5K Training Program with Running and Walking

The 5k run walk event is very popular with those who are regular walkers (and even those who are not!) as the next level in both a fitness regime as well as an enjoyable competitive sport. The mixture of running and power walking reduces the overall impact of the exertion on the body and lessens the risk of injury. Since it is up to you as to how much you run and how much you walk, you can find the balance that suits you best without over straining your body.

5k is about 3.2 miles and depending on the levels of fitness it can be run in about 20 minutes by fast runners and can take up to an hour for the non professional walker. When you begin a new sport you really want to distinquish that you are doing this for yourself and not to compete with those who are at a higher level than you.

Presuming that you are already a walker, 5K Running for the 5k run walk is not difficult. If you search bookstores and the internet you will fine a huge volume of material on run walk techniques and 5K Running programs. As a beginner you don’t need to worry about all that at this time. A simple 3 stage (3 days X 2 of Jogging and one day rest) weekly training program should get you into shape for the race.

Start each day’s training with a simple stretching and warm up routine. This should not take more than 3 or 4 minutes and should leave you feeling loose and relaxed.

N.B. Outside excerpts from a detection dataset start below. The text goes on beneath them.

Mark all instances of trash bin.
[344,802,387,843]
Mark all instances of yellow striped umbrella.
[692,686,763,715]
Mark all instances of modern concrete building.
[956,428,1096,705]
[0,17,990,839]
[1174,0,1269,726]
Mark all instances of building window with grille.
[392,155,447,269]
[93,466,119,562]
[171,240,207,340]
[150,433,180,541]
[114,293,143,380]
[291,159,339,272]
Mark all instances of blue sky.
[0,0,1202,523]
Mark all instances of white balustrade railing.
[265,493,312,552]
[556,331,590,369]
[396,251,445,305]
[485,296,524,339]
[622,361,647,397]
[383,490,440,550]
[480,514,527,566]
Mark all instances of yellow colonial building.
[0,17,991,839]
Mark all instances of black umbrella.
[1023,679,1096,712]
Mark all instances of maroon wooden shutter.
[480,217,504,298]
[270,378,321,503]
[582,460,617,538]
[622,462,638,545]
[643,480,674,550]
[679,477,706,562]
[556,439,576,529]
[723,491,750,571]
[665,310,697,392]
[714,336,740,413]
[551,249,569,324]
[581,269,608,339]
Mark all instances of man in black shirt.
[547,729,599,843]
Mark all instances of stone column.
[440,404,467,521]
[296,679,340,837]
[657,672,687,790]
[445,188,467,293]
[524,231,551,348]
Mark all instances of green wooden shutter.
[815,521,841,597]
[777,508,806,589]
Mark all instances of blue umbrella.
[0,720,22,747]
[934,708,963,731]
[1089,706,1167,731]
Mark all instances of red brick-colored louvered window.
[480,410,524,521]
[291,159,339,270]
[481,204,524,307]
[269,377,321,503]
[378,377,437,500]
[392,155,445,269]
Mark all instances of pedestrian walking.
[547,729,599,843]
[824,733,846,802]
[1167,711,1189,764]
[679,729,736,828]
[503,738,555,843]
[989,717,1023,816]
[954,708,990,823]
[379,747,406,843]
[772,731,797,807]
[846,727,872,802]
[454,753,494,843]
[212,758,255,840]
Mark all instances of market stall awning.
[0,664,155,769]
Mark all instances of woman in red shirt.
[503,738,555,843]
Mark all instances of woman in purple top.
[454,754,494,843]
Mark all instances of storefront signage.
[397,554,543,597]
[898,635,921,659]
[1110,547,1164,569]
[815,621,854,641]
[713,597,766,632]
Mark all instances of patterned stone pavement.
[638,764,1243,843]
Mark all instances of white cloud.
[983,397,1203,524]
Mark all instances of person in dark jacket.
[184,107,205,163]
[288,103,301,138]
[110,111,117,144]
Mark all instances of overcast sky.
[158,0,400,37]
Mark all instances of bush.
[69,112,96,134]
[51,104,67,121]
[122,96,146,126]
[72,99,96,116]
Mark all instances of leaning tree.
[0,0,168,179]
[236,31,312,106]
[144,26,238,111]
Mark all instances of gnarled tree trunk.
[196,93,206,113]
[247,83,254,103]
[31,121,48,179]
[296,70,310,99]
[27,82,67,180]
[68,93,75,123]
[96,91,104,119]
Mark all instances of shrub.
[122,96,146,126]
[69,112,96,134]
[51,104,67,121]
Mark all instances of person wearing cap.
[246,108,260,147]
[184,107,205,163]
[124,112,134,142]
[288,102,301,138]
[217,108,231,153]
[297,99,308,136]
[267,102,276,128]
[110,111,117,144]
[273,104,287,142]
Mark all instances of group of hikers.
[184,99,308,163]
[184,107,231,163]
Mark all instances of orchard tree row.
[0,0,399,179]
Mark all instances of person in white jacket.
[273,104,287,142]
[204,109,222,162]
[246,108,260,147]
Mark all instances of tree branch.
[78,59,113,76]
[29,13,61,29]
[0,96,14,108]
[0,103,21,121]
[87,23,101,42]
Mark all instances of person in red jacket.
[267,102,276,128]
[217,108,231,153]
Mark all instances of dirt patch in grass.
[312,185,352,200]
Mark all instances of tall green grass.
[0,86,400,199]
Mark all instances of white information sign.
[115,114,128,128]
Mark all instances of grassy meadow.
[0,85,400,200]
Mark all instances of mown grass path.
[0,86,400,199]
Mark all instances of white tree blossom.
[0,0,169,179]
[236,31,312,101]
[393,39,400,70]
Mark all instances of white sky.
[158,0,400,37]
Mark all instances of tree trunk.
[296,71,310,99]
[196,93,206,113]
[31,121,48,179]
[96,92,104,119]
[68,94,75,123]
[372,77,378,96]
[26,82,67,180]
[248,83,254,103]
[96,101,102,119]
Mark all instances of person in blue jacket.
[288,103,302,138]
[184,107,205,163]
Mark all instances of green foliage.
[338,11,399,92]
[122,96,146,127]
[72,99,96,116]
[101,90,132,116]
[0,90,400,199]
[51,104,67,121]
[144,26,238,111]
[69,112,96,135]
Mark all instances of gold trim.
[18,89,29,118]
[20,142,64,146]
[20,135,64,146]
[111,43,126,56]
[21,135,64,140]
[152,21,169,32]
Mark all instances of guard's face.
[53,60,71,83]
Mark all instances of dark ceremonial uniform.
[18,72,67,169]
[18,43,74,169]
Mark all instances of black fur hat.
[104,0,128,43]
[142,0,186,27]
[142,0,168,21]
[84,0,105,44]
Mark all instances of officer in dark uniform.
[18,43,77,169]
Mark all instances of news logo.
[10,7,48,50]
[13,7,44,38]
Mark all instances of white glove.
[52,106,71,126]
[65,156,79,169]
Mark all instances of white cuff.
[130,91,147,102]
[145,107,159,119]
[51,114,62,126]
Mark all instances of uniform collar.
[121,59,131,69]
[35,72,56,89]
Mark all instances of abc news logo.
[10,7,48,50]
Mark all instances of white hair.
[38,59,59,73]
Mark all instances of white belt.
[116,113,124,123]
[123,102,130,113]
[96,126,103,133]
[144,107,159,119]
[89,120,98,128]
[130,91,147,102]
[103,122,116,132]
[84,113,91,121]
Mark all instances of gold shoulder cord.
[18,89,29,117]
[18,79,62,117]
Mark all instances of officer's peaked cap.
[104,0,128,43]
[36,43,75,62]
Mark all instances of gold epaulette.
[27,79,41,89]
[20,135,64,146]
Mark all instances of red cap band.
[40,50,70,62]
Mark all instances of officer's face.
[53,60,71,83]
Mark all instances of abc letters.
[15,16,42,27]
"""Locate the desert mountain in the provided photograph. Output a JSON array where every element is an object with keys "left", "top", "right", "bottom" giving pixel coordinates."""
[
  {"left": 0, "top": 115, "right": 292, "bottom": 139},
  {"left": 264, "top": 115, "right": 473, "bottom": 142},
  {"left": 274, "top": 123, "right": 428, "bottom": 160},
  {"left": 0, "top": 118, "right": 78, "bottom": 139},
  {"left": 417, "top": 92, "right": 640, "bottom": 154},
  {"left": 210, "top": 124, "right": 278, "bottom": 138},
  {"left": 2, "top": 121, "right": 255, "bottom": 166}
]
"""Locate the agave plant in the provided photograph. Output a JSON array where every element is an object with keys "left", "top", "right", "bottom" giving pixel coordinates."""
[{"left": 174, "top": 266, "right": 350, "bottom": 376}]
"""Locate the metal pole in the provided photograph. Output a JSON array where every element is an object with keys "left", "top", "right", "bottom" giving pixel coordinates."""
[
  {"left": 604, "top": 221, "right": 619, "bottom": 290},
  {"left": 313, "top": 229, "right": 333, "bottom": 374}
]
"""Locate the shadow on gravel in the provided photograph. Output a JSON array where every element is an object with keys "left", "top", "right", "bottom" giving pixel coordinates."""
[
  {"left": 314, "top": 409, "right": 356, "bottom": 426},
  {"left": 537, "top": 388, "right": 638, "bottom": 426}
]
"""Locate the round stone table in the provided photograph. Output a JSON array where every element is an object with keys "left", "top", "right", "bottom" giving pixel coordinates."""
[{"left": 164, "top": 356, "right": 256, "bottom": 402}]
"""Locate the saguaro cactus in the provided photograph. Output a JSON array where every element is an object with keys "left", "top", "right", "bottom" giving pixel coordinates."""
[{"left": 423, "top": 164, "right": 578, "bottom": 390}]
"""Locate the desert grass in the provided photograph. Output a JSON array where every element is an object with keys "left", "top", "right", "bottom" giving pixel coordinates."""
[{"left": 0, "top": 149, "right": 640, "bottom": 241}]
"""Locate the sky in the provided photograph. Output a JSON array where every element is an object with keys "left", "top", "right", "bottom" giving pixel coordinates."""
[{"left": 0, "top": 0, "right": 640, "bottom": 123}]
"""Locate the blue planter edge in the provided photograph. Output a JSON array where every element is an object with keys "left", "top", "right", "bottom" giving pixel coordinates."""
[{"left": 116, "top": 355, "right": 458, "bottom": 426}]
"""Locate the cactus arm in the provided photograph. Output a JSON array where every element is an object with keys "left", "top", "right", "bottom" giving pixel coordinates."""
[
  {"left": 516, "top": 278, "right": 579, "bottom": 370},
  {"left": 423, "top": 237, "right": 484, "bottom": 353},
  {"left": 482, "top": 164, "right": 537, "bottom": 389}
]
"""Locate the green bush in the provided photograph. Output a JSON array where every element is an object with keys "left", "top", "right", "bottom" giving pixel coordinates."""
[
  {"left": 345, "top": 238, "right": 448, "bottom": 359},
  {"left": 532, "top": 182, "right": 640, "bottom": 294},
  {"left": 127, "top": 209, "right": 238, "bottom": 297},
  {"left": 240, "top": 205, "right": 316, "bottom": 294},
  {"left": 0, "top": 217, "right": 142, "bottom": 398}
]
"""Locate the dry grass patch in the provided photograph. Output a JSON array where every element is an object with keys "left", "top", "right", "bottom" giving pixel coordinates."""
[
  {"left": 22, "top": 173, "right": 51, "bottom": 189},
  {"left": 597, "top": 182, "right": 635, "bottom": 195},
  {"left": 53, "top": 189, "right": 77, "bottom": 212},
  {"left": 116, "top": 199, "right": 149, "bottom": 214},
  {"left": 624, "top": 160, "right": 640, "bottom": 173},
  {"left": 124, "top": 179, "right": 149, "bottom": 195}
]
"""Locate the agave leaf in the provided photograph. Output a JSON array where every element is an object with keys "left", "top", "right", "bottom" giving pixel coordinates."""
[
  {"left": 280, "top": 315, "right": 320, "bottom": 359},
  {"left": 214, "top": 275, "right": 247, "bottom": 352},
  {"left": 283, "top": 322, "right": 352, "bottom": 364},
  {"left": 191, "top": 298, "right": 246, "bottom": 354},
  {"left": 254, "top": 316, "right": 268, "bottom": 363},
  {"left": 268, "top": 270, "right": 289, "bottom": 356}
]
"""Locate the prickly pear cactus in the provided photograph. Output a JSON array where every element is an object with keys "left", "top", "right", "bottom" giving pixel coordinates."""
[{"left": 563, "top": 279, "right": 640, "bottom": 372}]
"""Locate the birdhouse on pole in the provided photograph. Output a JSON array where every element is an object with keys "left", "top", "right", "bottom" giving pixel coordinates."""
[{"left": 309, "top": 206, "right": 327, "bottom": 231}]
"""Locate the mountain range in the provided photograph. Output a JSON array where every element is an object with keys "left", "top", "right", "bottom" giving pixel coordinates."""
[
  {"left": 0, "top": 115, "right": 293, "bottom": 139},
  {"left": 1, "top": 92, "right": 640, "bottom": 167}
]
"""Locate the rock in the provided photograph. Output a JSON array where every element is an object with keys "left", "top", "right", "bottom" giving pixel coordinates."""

Stage 1 (Mondays & Thursdays) – These are your speed training days. Run a sort distance – up to a quarter mile – as fast as you comfortably can. Slowly build up your performance. One Mondays keep trying the increase your speed and on Thursdays increase your distance till you can do 2k at a fast pace.

Stage 2 (Tuesday & Fridays) – These are your run walk day. Starting by covering 2k at a moderate pace by a combination of running and walking (about 50% each). Moderate pace means something between a flat out run or high speed walk and a slow jog or causal stroll.

Stage 3 (Wednesday & Saturday) – These two days are meant for stamina building. Start at 2 or 3k and work your way up to 5.5k. Really you can say that speed isn't as important but that does mean you should be lazy about it. The most important thing is that you finish the 5.5k without feeling exhausted and totally out of breath. If you are wondering why the distance is 5.5 and not just 5k, it because the extra distance will give you stamina for a fast burst at the end when you are in a race.

Modify the days to suit your convenience but ensure that there is one rest day a week so you muscles can recover and build themselves up. Adjust the training intensity and progress to suit your body. You really want to not try to measure your success by your time but how you feel after you cross the finish line.